5. Ayant relevé par ailleurs que le salarié avait, le 13 décembre 2014, informé son employeur de son élection aux fonctions d'adjoint délégué au sport de la commune de Bouguenais le 20 novembre précédent et constaté qu'en l'espèce, la rupture conventionnelle du contrat de travail du salarié avait fait l'objet d'une homologation par l'inspecteur du travail et non d'une autorisation préalable, la cour d'appel en a exactement déduit que cette rupture conventionnelle était nulle et produisait les effets d'un licenciement nul pour violation du statut protecteur du salarié.

6. Le moyen n'est donc pas fondé.

Mais sur le second moyen ; Publication sans intérêt

Portée et conséquences de la cassation

11. Après avis donné aux parties, conformément à l'article 1015 du code de procédure civile, il est fait application des articles L. 411-3, alinéa 2, du code de l'organisation judiciaire et 627 du code de procédure civile.

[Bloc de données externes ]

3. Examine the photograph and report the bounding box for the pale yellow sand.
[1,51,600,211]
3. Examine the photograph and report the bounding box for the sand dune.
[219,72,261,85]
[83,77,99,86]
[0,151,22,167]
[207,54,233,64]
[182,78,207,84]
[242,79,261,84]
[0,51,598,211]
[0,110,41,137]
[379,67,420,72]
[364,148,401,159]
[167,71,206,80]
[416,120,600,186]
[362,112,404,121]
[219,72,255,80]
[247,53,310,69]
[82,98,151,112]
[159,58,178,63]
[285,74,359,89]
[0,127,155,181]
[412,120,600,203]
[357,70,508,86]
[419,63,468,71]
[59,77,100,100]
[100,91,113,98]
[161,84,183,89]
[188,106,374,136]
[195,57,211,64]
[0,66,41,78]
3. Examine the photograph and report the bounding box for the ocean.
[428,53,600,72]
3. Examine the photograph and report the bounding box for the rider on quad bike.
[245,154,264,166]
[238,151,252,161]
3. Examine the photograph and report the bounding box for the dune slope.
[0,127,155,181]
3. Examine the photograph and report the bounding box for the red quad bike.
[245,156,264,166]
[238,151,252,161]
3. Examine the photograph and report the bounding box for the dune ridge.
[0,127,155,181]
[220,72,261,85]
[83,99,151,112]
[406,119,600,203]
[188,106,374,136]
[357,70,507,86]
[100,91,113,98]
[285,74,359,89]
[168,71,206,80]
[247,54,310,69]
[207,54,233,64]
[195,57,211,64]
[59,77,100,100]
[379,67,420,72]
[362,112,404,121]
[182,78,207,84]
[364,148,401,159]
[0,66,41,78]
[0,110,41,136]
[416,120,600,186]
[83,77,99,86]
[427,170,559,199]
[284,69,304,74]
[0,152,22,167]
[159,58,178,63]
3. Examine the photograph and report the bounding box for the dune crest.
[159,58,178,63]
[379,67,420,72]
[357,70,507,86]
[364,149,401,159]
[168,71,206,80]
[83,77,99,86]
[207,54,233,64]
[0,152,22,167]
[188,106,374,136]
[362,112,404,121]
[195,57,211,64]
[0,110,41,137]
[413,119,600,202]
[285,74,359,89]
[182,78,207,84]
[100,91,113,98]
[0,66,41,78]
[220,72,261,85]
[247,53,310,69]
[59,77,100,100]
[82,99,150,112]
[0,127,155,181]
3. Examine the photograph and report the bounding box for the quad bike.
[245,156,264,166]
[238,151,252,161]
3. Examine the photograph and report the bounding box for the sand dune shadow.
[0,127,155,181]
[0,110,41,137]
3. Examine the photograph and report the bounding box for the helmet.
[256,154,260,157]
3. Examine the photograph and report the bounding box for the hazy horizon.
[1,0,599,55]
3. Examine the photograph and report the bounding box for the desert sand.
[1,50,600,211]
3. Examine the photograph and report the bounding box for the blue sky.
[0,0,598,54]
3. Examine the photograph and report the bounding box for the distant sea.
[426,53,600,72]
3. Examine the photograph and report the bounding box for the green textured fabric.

12. L'intérêt d'une bonne administration de la justice justifie, en effet, que la Cour de cassation statue au fond.

PAR CES MOTIFS, la Cour :

CASSE ET ANNULE, mais seulement en ce qu'il condamne la société Distribution matériaux bois panneaux à rembourser aux organismes intéressés, les indemnités de chômage versées à M. C... dans la limite de deux mois d'indemnités, l'arrêt rendu le 7 décembre 2018, entre les parties, par la cour d'appel de Rennes ;

DIT n'y avoir lieu à renvoi ;

Dit n'y avoir lieu à remboursement par la société Distribution matériaux bois panneaux au Pôle emploi concerné des indemnités de chômage versées au salarié.

- Président : M. Huglo (conseiller doyen faisant fonction de président) - Rapporteur : M. Rinuy - Avocat(s) : SCP Rocheteau et Uzan-Sarano ; SCP Thouvenin, Coudray et Grévy -

Textes visés :

Articles L. 1237-15, L. 2411-1 et L. 2411-2 du code du travail, dans leur rédaction applicable au litige ; article L. 2123-9, alinéa 4, du code général des collectivités territoriales, dans sa rédaction issue de la loi n° 2015-366 du 31 mars 2015.